Iranian authorities have executed dozens of people since the disputed 2009 presidential election, many of them from ethnic minorities, for moharebeh because of their alleged ties to armed or terrorist groups. Since May 2011, authorities have executed at least 11 Iranian Ahwazi Arab men and a 16-year-old boy for alleged links to groups involved in attacking security forces.

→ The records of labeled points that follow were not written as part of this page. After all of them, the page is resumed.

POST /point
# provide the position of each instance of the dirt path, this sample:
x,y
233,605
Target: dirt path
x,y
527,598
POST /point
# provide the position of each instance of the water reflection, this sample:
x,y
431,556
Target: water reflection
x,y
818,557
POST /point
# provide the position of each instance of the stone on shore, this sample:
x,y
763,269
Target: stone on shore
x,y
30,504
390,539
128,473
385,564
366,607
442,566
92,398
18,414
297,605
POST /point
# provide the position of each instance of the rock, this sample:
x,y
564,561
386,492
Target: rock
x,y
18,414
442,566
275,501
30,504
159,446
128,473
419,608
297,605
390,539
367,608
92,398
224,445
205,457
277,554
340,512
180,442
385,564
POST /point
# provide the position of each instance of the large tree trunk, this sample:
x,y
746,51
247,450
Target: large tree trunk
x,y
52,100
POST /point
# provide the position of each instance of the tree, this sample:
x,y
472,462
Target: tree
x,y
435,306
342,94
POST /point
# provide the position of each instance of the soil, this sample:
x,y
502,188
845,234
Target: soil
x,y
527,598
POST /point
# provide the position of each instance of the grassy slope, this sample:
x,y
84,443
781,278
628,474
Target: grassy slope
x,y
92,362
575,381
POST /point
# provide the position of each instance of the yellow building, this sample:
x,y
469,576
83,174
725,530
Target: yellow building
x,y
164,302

Rights activists maintain that at least another six Iranian Ahwazi Arabs have been tortured to death in the custody of security and intelligence forces in connection with anti-government demonstrations that swept across Khuzestan province on the 2011 and 2012 anniversaries of the 2005 unrest. According to Kurdish rights activists, more than 20 members of Iran’s Kurdish minority are on death row after conviction for political offenses. They include Zaniar and Loghman Moradi, who are at imminent risk of execution.
In 2012 Iran remained one of the world’s foremost executioners, with more than 500 prisoners hanged either in prisons or in public. Amnesty International and Human Rights Watch oppose capital punishment in all circumstances because of its irreversible, cruel, and inhumane nature.
“Iranian authorities should end the suffering of the five men’s families by immediately informing them of their whereabouts and allowing them family visits and access to their lawyers,” said Eric Goldstein, deputy Middle East director at Human Rights Watch. “On no account should they be executed.”
Background
Jaber Alboshoka, 28, is a computer scientist who had been performing his national service as a private in the army; Mokhtar Alboshoka, 28, worked at a stone mining company; Rashidi, 26, holds a masters degree in applied chemistry and was a chemistry teacher; Sha’bani, 39, was an Arabic literature teacher and a student working toward a master’s degree in political science at Ahwaz University; and Amouri, 34, was a fisheries engineer and school teacher.
The Iranian government alleges that the five men are part of an armed Arab terrorist group responsible for shooting at several government employees. In December 2011 a government-run TV station broadcast televised “confessions” of several of the men, including Rashidi and Sha’bani, in which they claimed responsibility for armed attacks against government officials.
Human rights groups have previously expressed concern regarding the condition of Rashidi, Sha’bani, and other Iranian Ahwazi Arab activists detained by security and intelligence forces, and worry about their fate in light of reports of the execution of Heidarian and three other Ahwazi Arab men in June for their alleged role in the killing of a police officer. On June 9, officials in Ahvaz’s Karoun prison transferred Taha, Abbas, and Abdul-Rahman Heidarian, all brothers, as well as another man, to an unknown location. About a week later authorities informed the men’s families that they had been executed.
The December 2011 program that aired the confessions of Rashidi and Sha’bani also showed Taha Heidarian “confessing” to involvement in the killing of a law enforcement official in April 2011 amid widespread protests in Khuzestan.
Several days after reports surfaced regarding the executions, Iranian Ahwazi Arab rights groups circulated a video purporting to show the men, following their arrest by security forces, reading a plea to save their lives addressed to Dr. Ahmed Shaheed, the United Nations special rapporteur on the human rights situation in Iran. It has not been possible to verify the authenticity of the video.
UN human rights mechanisms have condemned the executions of the four men.